Among the 177 people, 57 (49%) had some type of abnormal finding on their neurological exam. The most common abnormalities were decreased strength (30 patients, 26%), abnormal reflexes (16 patients, 14%), and tremors (12 patients, 10%). Interestingly, seven people (12%) diagnosed with neurological deficits never noticed any symptoms at all; their infection was detected during a routine screening test for blood donors.

The MR images revealed significant cortical thinning in both the left and right hemispheres, primarily in the frontal and limbic lobes, compared with control subjects.
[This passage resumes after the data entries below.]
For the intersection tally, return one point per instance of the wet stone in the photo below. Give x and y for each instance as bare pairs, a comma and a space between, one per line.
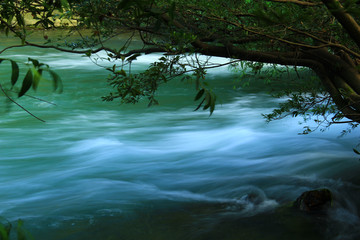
314, 201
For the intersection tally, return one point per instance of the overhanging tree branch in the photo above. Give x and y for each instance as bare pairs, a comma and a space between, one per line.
345, 19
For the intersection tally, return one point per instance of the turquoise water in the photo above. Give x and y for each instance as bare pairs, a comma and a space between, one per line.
97, 170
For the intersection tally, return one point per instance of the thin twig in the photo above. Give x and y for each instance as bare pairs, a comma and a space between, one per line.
12, 100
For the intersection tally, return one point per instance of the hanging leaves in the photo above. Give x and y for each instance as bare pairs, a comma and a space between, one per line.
27, 82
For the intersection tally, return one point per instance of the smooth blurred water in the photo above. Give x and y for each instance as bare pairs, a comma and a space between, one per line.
98, 170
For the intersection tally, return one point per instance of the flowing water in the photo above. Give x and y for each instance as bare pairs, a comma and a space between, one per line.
98, 170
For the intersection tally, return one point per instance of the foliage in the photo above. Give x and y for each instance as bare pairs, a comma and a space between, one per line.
6, 229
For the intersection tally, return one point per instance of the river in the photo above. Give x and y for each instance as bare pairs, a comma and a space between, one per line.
103, 171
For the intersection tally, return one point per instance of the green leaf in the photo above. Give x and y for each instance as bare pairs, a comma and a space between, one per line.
133, 57
65, 4
14, 73
37, 77
35, 62
88, 53
27, 82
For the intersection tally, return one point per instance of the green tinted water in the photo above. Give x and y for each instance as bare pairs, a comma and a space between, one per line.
98, 170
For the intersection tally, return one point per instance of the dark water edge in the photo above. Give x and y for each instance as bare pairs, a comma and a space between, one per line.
193, 221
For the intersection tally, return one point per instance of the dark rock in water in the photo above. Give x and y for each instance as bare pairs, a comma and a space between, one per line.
314, 201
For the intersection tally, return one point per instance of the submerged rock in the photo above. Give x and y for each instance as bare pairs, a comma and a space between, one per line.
314, 200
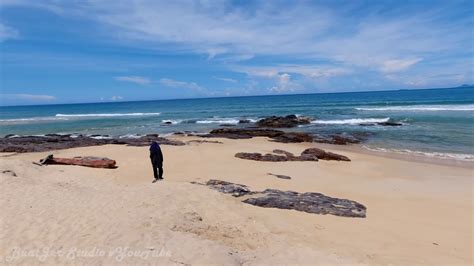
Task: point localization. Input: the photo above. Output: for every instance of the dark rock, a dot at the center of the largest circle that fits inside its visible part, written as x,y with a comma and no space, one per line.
310,202
280,176
311,154
293,137
9,172
57,142
283,121
323,155
337,139
236,190
247,133
89,161
259,157
388,123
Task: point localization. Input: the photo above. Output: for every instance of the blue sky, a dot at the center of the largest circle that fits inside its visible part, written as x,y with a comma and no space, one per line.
92,51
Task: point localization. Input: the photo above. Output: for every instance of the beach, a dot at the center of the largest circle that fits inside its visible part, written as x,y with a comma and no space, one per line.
418,211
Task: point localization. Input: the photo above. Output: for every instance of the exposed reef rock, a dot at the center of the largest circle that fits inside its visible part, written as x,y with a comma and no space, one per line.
56,142
247,133
280,176
311,154
88,161
310,202
283,121
236,190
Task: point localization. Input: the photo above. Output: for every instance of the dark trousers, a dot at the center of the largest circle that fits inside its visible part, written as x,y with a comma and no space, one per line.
159,167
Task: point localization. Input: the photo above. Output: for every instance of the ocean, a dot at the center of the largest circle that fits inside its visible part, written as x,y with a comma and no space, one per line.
436,122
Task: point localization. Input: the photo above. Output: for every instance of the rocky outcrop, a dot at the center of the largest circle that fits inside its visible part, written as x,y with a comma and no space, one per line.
323,155
247,133
310,202
311,154
236,190
55,142
280,176
283,121
88,161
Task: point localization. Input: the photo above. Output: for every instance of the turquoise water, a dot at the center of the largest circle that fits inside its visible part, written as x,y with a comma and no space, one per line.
437,122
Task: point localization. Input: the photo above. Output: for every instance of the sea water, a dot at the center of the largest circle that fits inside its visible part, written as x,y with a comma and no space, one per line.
436,122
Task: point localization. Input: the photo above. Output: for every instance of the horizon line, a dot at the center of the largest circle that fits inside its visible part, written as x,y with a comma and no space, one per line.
241,96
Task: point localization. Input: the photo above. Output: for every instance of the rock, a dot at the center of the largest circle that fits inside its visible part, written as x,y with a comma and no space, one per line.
56,142
236,190
311,154
89,161
280,176
247,133
203,141
388,123
293,137
337,139
310,202
283,121
259,157
323,155
243,133
9,172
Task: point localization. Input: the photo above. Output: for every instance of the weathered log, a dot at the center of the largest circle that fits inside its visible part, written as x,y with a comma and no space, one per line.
88,161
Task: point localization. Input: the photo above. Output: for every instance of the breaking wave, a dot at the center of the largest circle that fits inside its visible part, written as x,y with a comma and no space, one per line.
463,107
354,121
107,115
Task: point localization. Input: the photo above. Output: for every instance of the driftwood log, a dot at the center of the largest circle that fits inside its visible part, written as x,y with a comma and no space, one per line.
88,161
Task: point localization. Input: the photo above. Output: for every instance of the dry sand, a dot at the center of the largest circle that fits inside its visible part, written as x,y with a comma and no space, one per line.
417,212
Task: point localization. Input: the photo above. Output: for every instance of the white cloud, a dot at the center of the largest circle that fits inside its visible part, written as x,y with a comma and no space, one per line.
179,84
7,33
226,79
134,79
29,97
396,65
116,98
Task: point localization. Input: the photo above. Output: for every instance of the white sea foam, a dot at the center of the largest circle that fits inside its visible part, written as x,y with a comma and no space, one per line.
353,121
107,115
421,108
442,155
173,122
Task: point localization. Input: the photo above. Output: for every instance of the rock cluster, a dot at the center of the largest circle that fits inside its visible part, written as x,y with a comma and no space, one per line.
310,154
283,121
88,161
247,133
55,142
309,202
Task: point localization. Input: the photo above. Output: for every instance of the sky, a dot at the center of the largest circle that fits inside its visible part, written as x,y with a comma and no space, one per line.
91,51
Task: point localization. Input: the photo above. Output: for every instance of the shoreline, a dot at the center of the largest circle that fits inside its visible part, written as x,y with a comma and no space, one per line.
417,212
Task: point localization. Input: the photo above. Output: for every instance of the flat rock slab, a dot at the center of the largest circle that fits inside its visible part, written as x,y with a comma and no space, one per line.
310,154
248,133
88,161
236,190
310,202
280,176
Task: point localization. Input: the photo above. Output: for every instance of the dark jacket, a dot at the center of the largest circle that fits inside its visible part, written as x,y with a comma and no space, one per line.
156,155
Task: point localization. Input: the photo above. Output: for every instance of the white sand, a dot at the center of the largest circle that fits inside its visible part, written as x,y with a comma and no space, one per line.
417,212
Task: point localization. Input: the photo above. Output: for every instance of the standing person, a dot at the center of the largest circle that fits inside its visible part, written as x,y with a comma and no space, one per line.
156,160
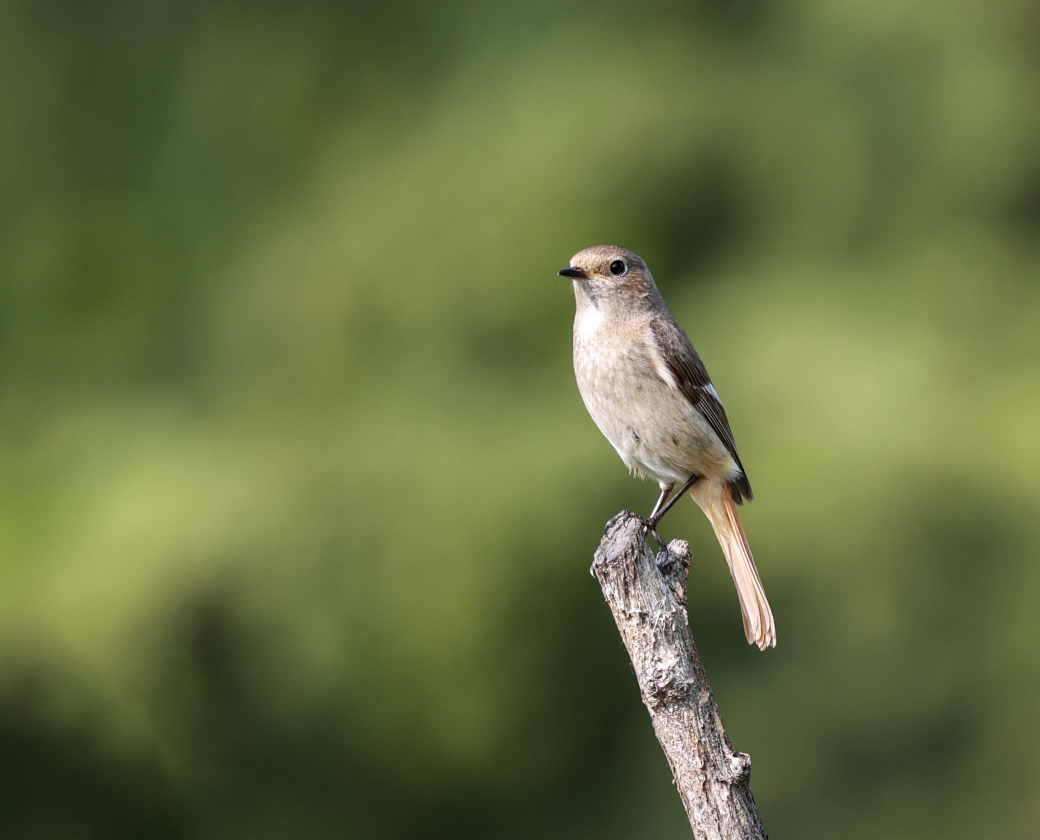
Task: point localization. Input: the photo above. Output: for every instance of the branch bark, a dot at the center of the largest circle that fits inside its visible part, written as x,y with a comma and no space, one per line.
648,599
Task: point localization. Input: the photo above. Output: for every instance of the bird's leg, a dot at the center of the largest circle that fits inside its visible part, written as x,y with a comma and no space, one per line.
666,489
658,514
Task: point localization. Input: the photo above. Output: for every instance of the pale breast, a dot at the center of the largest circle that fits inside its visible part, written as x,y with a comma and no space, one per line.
650,423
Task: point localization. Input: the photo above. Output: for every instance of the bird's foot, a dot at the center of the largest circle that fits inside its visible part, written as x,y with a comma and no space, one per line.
650,526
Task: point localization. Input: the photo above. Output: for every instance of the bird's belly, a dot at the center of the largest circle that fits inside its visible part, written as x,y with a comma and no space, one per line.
651,425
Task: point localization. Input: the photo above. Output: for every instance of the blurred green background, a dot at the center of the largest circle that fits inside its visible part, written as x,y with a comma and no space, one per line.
297,496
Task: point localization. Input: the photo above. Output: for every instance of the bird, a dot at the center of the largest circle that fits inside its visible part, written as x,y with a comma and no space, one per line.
649,393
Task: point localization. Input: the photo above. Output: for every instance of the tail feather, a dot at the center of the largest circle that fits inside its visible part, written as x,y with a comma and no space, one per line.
717,501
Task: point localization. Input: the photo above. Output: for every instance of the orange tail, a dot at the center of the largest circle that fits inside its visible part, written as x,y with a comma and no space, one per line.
716,501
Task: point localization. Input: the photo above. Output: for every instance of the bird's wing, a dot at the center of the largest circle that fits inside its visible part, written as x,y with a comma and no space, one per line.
693,382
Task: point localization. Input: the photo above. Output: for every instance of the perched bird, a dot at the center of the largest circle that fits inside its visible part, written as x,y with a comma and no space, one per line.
648,391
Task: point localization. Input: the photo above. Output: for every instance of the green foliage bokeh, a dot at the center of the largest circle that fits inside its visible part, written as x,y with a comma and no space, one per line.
297,495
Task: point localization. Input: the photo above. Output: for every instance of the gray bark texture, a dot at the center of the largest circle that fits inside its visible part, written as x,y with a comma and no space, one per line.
648,598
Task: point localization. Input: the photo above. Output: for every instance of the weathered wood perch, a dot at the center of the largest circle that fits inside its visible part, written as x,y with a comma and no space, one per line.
648,598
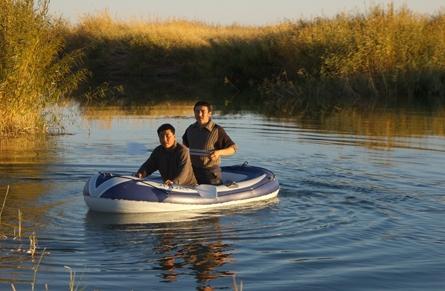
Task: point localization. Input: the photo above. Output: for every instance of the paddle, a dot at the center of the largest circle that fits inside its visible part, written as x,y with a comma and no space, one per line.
204,190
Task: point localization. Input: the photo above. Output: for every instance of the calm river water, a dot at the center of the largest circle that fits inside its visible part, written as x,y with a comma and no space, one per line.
361,207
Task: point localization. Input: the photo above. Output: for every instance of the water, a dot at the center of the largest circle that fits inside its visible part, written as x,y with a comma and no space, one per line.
361,207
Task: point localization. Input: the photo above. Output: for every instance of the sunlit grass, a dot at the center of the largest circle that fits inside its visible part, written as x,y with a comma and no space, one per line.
384,57
34,70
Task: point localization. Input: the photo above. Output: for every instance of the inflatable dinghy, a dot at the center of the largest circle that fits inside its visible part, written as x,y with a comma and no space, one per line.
107,192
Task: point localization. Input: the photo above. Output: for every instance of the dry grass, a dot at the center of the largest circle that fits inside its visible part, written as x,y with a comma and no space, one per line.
385,56
34,71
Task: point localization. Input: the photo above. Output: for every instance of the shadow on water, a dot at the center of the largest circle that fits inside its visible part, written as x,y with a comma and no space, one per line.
176,246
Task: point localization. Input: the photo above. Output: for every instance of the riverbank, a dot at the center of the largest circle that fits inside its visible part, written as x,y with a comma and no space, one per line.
386,57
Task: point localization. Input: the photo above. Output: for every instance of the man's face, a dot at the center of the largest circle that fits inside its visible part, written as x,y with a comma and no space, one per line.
167,138
202,114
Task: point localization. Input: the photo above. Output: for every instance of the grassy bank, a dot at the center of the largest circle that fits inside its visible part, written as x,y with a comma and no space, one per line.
34,70
385,57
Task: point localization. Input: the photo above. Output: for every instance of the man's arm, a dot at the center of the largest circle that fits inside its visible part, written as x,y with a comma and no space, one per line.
149,166
224,145
184,167
223,152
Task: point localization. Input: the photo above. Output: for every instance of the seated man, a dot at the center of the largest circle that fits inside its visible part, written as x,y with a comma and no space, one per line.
207,142
170,158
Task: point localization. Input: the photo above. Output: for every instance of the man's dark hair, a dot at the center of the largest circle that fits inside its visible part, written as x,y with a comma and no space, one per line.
166,126
203,103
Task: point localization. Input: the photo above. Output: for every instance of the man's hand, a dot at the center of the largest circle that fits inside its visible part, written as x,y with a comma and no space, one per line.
214,155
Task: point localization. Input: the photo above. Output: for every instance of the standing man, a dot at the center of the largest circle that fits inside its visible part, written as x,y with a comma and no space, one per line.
170,158
207,142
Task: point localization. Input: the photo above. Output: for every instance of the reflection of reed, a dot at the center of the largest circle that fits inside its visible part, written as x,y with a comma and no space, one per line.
175,108
386,123
380,129
204,254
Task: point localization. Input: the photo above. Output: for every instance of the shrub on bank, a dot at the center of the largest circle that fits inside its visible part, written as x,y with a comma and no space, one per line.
34,71
383,57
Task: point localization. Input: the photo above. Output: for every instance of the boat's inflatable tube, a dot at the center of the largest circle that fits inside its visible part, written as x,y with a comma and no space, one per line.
106,192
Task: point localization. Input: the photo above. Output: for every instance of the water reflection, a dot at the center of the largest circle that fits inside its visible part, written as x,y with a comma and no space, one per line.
182,243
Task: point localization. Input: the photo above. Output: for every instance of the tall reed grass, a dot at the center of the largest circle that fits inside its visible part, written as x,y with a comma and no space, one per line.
34,69
385,56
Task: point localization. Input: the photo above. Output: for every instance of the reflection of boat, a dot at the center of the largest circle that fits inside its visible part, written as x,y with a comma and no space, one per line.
106,192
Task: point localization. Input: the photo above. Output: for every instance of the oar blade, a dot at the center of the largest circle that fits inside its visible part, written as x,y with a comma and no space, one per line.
207,191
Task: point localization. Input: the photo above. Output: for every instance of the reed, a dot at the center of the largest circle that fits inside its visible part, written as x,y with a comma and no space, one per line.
34,69
384,57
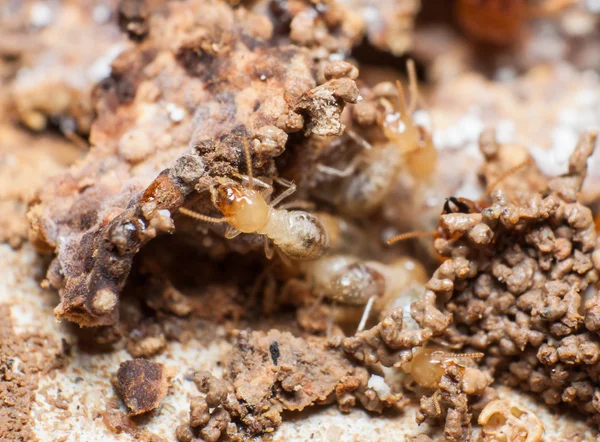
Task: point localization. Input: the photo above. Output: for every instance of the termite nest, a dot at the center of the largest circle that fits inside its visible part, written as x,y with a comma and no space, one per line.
243,182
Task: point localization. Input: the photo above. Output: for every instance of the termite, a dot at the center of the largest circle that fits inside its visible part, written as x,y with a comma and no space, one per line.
297,234
373,171
428,365
347,280
462,205
502,22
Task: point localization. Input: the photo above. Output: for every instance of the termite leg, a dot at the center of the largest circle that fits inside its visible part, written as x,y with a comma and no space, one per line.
413,86
330,321
200,217
260,182
305,205
231,232
436,403
76,139
248,163
343,173
282,256
269,304
268,248
359,140
366,314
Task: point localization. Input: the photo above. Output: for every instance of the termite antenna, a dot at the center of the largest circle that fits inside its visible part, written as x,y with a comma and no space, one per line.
401,98
412,85
248,164
200,217
465,355
490,188
409,235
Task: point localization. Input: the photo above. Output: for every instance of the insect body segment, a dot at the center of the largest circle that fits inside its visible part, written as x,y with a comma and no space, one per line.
348,280
297,234
402,142
428,365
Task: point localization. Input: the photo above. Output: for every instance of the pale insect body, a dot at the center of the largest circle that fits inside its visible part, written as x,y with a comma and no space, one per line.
374,170
299,235
348,280
428,365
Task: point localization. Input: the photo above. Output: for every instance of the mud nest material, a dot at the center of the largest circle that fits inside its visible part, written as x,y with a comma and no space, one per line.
174,110
271,372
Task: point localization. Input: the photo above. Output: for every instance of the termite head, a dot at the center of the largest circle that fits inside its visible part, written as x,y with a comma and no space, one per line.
245,209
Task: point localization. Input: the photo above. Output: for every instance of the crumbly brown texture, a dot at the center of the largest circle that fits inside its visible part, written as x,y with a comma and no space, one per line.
272,372
142,385
513,284
26,163
460,387
516,281
23,359
161,98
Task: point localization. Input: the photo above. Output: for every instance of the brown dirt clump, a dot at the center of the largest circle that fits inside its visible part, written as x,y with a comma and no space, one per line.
142,385
518,287
161,98
272,372
513,285
23,359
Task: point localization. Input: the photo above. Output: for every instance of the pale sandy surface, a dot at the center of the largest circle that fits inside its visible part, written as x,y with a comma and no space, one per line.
84,383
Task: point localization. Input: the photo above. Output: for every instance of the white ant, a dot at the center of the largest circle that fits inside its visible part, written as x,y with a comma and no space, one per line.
348,280
297,234
374,170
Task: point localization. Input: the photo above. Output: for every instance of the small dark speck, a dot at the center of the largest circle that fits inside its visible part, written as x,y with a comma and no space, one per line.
274,350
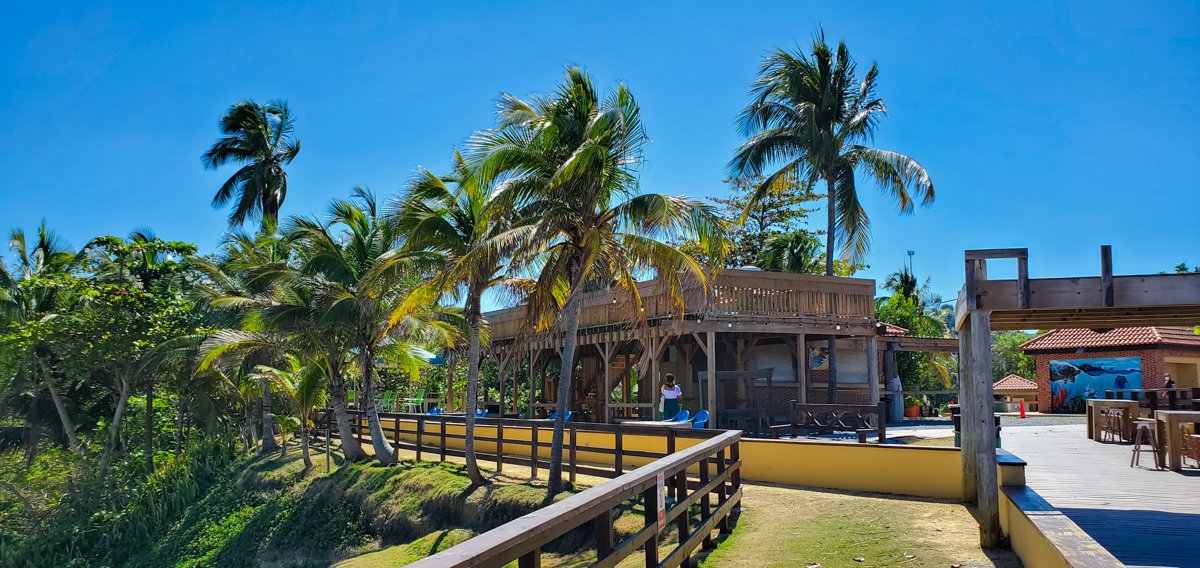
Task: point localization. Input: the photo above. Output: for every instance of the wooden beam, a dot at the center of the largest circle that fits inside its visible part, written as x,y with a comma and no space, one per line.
1128,292
711,371
873,370
1105,275
985,253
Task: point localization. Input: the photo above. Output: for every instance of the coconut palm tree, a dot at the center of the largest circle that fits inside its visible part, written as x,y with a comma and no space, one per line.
259,138
305,387
461,219
364,280
809,119
573,159
797,252
28,297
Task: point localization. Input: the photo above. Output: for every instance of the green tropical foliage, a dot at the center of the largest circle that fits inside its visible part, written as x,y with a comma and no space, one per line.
258,138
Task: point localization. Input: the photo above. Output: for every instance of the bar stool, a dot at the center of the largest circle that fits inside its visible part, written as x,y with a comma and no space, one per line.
1144,432
1111,425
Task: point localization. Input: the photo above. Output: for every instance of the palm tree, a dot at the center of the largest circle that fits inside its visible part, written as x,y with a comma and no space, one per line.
797,252
28,297
810,117
574,159
305,386
261,139
460,217
364,279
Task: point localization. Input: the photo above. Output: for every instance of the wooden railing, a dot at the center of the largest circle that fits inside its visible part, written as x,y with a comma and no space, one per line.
735,293
427,436
717,467
1180,399
846,418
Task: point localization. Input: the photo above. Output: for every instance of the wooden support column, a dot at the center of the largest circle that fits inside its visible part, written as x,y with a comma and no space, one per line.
802,369
711,370
873,368
606,356
984,429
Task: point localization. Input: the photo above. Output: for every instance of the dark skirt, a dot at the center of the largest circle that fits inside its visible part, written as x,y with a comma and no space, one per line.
670,408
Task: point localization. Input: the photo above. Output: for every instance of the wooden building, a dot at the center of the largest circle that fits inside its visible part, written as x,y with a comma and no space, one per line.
766,335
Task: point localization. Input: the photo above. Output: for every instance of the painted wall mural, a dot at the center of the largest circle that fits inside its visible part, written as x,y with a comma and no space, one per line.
1074,381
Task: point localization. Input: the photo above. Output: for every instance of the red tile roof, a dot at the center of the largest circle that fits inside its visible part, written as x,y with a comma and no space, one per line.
1074,339
1014,382
892,329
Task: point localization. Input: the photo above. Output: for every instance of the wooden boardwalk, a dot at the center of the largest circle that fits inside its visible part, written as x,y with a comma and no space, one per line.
1141,515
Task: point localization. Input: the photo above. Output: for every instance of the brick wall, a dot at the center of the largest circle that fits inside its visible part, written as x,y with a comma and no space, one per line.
1153,368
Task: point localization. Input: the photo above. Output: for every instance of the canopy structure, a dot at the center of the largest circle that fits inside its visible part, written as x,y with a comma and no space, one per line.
1103,302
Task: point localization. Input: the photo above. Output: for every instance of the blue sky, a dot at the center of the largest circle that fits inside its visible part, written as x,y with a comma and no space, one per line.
1057,126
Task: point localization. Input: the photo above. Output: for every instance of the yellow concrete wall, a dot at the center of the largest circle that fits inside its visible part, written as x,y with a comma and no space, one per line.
901,470
1026,539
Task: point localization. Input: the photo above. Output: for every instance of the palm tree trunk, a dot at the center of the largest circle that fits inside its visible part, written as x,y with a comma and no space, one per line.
351,448
831,240
114,434
570,328
179,425
473,354
59,405
247,428
304,442
150,428
384,452
268,420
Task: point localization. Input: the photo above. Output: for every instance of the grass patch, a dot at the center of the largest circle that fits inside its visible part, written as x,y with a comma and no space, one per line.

In addition, the researchers found significant regional atrophy in the cerebellum, brain stem, thalamus, putamen, and globus pallidus.

"MRI helped us to target specific areas of the brain where we are seeing abnormal findings," Murray said. "It did not surprise us too much that we were seeing clinically that the subjects had a lot of cognitive deficits; some of them had hypoxia."

Cognitive changes

There was a 22% overall rate of impairment on the RBANS test, with 36 people (31%) presenting with immediate memory issues and 29 (25%) cases of delayed memory decline.

The researchers also found that approximately 70% of people with encephalitis never returned to their baseline health status, with a person's status at the two-year mark being particularly crucial.

"Looking at what happens over time, if they are going to have any chance of recovery back to their baseline status, it will occur within the first two years after their infection," Murray said. "What we find is that when they hit that two-year mark, if they have not recovered at that point, they are not going to [recover]. It plateaus out completely at that time."

In terms of future research, Murray and colleagues hope to conduct functional MRI studies to better understand what is happening in the brain and learn more about the role of the blood-brain barrier relative to the West Nile virus.

"We know that with West Nile disease, during the acute phase of the illness, the permeability of the blood-brain barrier is impacted by the virus itself and inflammation occurs because of the infection," she said. "The question is: Is that something that is persistent? Does it have a permanent impact to the blood-brain barrier during the acute phase of illness, or does it recover?"